Utah State (20-8) clinched the No. 2 seed in the Mountain West Tournament with a 15-4 record in league play, beating out fellow bubble teams Boise State, Colorado State and Nevada. While some of those teams struggled down the final stretch of the regular season, the Aggies were playing some of their best basketball in the final weeks.
Utah State took a six-game winning streak into Saturday's championship, which also snapped a run of eight straight double-doubles by star center Neemias Queta.
But the Aggies struggled to start the season, getting off to a 1-3 start with nonconference losses to VCU, South Dakota State and BYU. A win over any of them could have dramatically improved a resume that now lacks a quality non-conference win.
They also struggled as most teams did during the season, being shut down through part of December due to a rise in COVID-19 cases — including a positive diagnosis from Smith, who did not coach in the Aggies' 67-64 home loss to the Cougars.
The Aggies canceled games against in-state foes Weber State and Dixie State, and when additional cancellations canceled half a series against Fresno State and another against Wyoming, Smith said they tried to reschedule.
Nobody wanted to play them.
The program went 42 games without a home game in January and February, in part because of the coronavirus, as well as a conference slate where four of their first six games came on the road.
Every game matters at the mid-major level, and Utah State didn't have enough of them to form a resume.
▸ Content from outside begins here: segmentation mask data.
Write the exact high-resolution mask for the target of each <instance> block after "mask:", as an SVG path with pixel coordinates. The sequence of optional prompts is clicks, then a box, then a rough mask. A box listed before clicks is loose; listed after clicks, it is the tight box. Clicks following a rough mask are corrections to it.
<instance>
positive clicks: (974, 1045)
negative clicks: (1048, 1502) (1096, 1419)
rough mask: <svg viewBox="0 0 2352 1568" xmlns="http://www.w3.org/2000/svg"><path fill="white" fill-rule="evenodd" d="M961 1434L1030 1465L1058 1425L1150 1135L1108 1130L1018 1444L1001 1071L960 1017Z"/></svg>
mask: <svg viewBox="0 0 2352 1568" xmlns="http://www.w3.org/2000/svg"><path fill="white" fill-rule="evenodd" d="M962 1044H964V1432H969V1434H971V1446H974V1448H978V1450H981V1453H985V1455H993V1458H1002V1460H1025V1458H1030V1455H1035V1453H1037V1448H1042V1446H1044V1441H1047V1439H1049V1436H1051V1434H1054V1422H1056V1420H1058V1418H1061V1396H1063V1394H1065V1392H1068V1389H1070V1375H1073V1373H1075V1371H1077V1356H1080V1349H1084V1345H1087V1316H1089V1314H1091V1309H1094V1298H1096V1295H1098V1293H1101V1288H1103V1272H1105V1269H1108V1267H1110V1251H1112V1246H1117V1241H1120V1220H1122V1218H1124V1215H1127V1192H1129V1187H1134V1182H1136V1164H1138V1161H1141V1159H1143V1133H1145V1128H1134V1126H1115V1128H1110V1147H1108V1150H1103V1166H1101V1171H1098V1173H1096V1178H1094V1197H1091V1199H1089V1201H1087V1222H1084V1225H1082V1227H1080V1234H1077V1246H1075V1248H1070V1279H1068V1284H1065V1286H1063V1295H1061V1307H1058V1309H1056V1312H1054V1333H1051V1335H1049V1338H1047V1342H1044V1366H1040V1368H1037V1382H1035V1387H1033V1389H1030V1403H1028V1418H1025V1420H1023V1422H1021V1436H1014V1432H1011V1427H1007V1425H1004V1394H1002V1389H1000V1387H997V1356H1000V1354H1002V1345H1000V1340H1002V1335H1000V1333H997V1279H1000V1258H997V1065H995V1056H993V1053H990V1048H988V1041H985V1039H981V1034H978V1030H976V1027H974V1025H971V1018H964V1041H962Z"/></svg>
The Aggies are just 2-5 in Quad 1 opportunities, but 2-1 in Quad 2. A good team, but not a great team.
"Now we're in the waiting game. But we've been on the bubble for three straight years," Smith said. "That's where we're at. It's hard for us to get teams to play in Logan, Utah; it's difficult. You do what you can, but every game matters at our level.
"I came from South Dakota, where it didn't matter what we did in the regular season. For us, every game makes a difference — and we've experienced that for three straight years. If we're good enough, we'll make it. But I'm excited that this team can compete with anybody."
Through injuries and ailments — Brock Miller's back, Rollie Worster's leg, and the stable reliability of 7-foot center Queta — the Aggies finished a 28-game season, and now await the future.
It'll be a long wait of less than 24 hours, traveling back to Logan and maintaining the controlled environment in Las Vegas, of being tested every morning and maintaining mask and social distancing standards.
"I'm not sure everybody understands everything that went into this year behind the scenes," Smith said. "It's been a heck of a ride, and hopefully we can keep on going."